Przypomnijmy, że rosyjskie siły zbombardowały Teatr Dramatyczny w Mariupolu w połowie marca. Dotychczasowe szacunki mówiły o ponad 300 ofiarach. Jednak dziennikarze agencji Associated Press ustalili nowe fakty w tej sprawie.
Śledztwo dziennikarskie wskazuje, że w teatrze zginęło ok. 600 osób. To niemal dwukrotność dotychczasowych szacunków. Jednakże liczba ofiar mogła być jeszcze większa. Wskazują na to relacje ocalałych osób.
W tym kontekście AP przytacza wypowiedź Oksany Siominy, która przebywała w teatrze 16 marca. Kobieta przekonuje, że została wyprowadzona przez swojego męża. W trakcie przeprawy, prosił ją, aby nie otwierała oczu. Oksana nie posłuchała. Na drodze widziała stosy ciał, w tym dzieci.
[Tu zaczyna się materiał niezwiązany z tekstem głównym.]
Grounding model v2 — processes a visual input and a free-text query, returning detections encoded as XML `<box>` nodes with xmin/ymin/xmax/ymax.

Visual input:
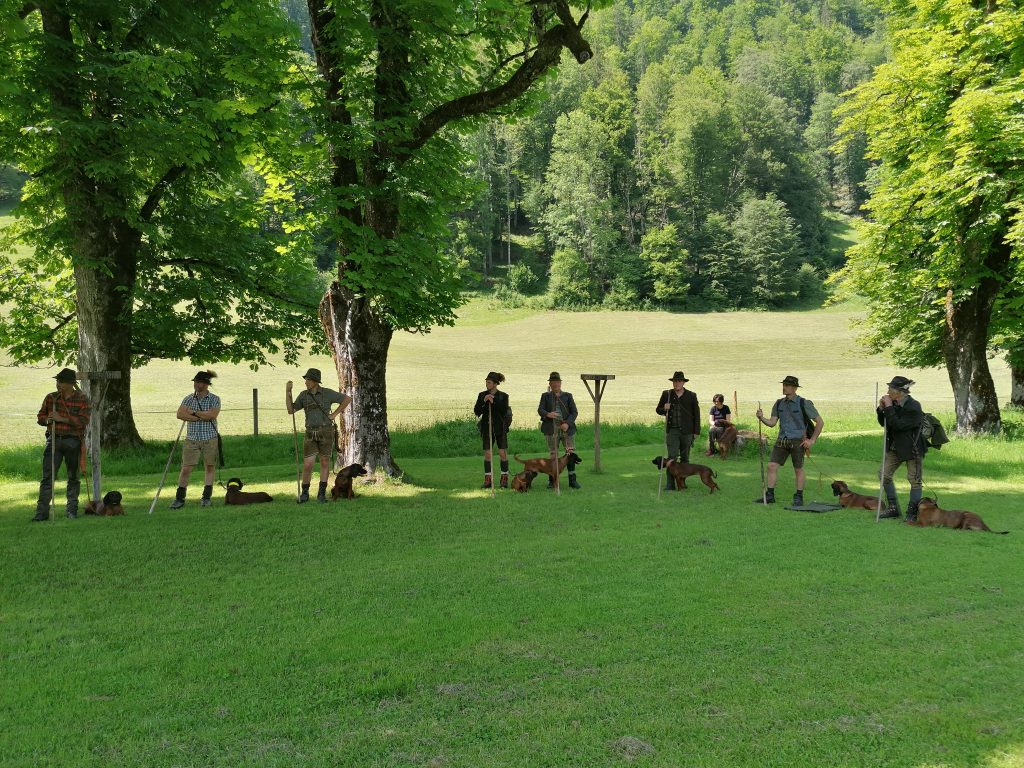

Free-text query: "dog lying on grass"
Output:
<box><xmin>650</xmin><ymin>456</ymin><xmax>722</xmax><ymax>494</ymax></box>
<box><xmin>331</xmin><ymin>464</ymin><xmax>368</xmax><ymax>501</ymax></box>
<box><xmin>833</xmin><ymin>480</ymin><xmax>879</xmax><ymax>512</ymax></box>
<box><xmin>512</xmin><ymin>469</ymin><xmax>539</xmax><ymax>494</ymax></box>
<box><xmin>224</xmin><ymin>477</ymin><xmax>273</xmax><ymax>506</ymax></box>
<box><xmin>910</xmin><ymin>497</ymin><xmax>1010</xmax><ymax>535</ymax></box>
<box><xmin>85</xmin><ymin>490</ymin><xmax>125</xmax><ymax>517</ymax></box>
<box><xmin>512</xmin><ymin>453</ymin><xmax>583</xmax><ymax>482</ymax></box>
-Wszyscy wciąż są pod gruzami, bo gruzy wciąż tam są, nikt ich nie wykopał. To jeden wielki masowy grób – podkreśliła.
Dziennikarze AP odtworzyli wydarzenia, do których doszło podczas ataku bombowego. W materiale oparto się na relacjach 23 osób, które przetrwały atak. Dziennikarze wykorzystali również plany teatru, zdjęcia oraz inne materiały zrobione przed i po zdarzeniu oraz opinie ekspertów.
Z relacji wynika, że w trakcie ataku ponad 100 osób znajdowało się w kuchni polowej tuż obok obiektu. Wszyscy zmarli.
Dziennikarze AP rozprawili się również z wersją podawaną przez Rosjan, którzy obwiniali o atak siły ukraińskie. Z informacji zdobytych w toku śledztwa wynika również jasno, że teren nie był bazą wojskową.